東日本建設業保証株式会社と前払金保証

 建設業保証株式会社(東日本,西日本,北海道の3社がある)は,国や公共団体が発注した工事の受注者に支払われる前払金に関する保証を行う企業である。前払金保証の制度を確認したのちに,東日本建設業保証株式会社(以下東日本建設業保証)の有価証券報告書を読んでいく。

 

 最初に前払金保証とは何かを東日本建設業保証のHPで確認する。

 

 「前払金保とは、公共工事の発注者が前金払をした場合において、受注した建設企業が倒産等により工事を続行できないため、発注者が工事の契約を解除したときに、発注者が支出した前払金が損失とならないよう保証する制度です。
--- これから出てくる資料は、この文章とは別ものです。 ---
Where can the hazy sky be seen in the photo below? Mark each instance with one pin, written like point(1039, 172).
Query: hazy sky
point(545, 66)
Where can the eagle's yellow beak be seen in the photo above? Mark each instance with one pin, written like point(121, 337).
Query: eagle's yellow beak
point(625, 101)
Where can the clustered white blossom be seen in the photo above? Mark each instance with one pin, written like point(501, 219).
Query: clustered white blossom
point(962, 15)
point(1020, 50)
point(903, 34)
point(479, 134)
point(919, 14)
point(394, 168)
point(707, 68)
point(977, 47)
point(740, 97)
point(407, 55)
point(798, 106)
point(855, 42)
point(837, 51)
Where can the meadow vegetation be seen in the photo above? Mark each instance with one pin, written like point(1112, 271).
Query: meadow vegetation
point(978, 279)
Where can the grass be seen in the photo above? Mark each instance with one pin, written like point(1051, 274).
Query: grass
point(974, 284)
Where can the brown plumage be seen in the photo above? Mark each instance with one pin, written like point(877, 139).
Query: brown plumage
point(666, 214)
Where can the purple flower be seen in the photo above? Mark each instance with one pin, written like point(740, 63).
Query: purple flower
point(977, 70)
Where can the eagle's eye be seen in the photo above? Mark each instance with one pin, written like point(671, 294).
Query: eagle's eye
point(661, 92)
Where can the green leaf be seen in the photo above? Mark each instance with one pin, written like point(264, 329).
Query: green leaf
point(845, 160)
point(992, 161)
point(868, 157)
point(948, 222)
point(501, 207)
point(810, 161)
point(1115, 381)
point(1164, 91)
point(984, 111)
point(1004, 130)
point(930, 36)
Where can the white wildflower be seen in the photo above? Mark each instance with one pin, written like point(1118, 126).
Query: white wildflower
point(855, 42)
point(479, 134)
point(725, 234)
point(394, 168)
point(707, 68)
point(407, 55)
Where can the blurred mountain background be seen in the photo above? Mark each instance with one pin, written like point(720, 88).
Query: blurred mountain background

」

前払金保証のしくみ | 前払金保証 | 東日本建設業保証株式会社

 

 国や公共団体などは,発注した工事の円滑,適正な施工を支援するために工事の受注者に対して(通常は4割の)前払金を支払う。

 

 前払金を受け取った受注者は下請企業への代金支払いや材料の支払いなどに充てる。工事完了時に一括して代金を受ける場合と比較して,受注者の資金繰りが楽になる。資金の都合がつかなくなり,工事が進められなくなるリスクを回避できる。

 

 前払金の財源は税金である。万が一工事を進めることができなくなり,かつ前払金の回収が滞ることは問題である。貴重な公的資金を守るためにも前払金の保証を行う制度が求められる

 

 そこで,「公共事業の前払金保証事業に関する法律」が制定された。同法律の第一条を引用する。

 

 「第一条 この法律は、公共工事に関する前金払の適正且つ円滑な実施を確保するため、前払金保証事業の登録及びその事業の運営の準則を定めることにより、前払金保証事業の健全な発達を図り、もつて公共工事の適正な施工に寄与することを目的とする。」

 

 同法律に基づいて事業を行う保証会社が,冒頭に述べた東日本建設業保証株式会社,西日本建設業保証株式会社,北海道建設業保証株式会社の3社である。

 

 東日本建設業保証のHPに基づいて,前払金保証事業を確認する。

 

 最初に発注者である国・地方公共団体と受注者である建設企業が公共工事請負契約の締結を行う。次に建設企業と建設業保証株式会社が前払金保証契約を結ぶ。最後に保証証書を発注者に引き渡すことで,前払金の支払いを受ける。

 

 仮に建設企業が工事の続行が不可能になると,発注者から保証金の支払請求(建設企業に支払った前払金のこと)を受ける建設業保証株式会社は保証金を発注者に支払ったのちに,建設企業に対して求償を求めていく

前払金保証のしくみ | 前払金保証 | 東日本建設業保証株式会社

 

 以上を踏まえて,東日本建設業保証の第72期有価証券報告書(令和5年4月から令和6年3月)を見ていく。

 

 前払金の保証を行う対価として受け取る収入保証料が120億円,責任準備金戻入が55億円など,累計の営業収益(売上高)が178億円である。当期純利益は35億円である。営業収益当期純利益率は19.6%となっている

 

 資産合計は2,590億円であり,うち投資有価証券2,031億円が大部分を占める。利益剰余金が2,075億円と,ほぼ同額なので,利益の積立割合の投資有価証券を購入していることが示唆される。

 

 保証債務残高は1,086,364百万円である。うち当期の弁済額が423百万円である。保証債務残高に対して弁済額が少ないのは,そもそも国・公共団体の入札要件に当てはまるような建設企業は,信用力も高いため,ほとんど倒産がないのだと考えられる。

 

 実際令和5年度の前払金保証件数が121,681件に対して,弁済を行った件数は19件にすぎない。

 

 建設業保証株式会社も国内に3社しかないので寡占業界である。保証事業は低リスク・高安定収益モデルであることがわかる。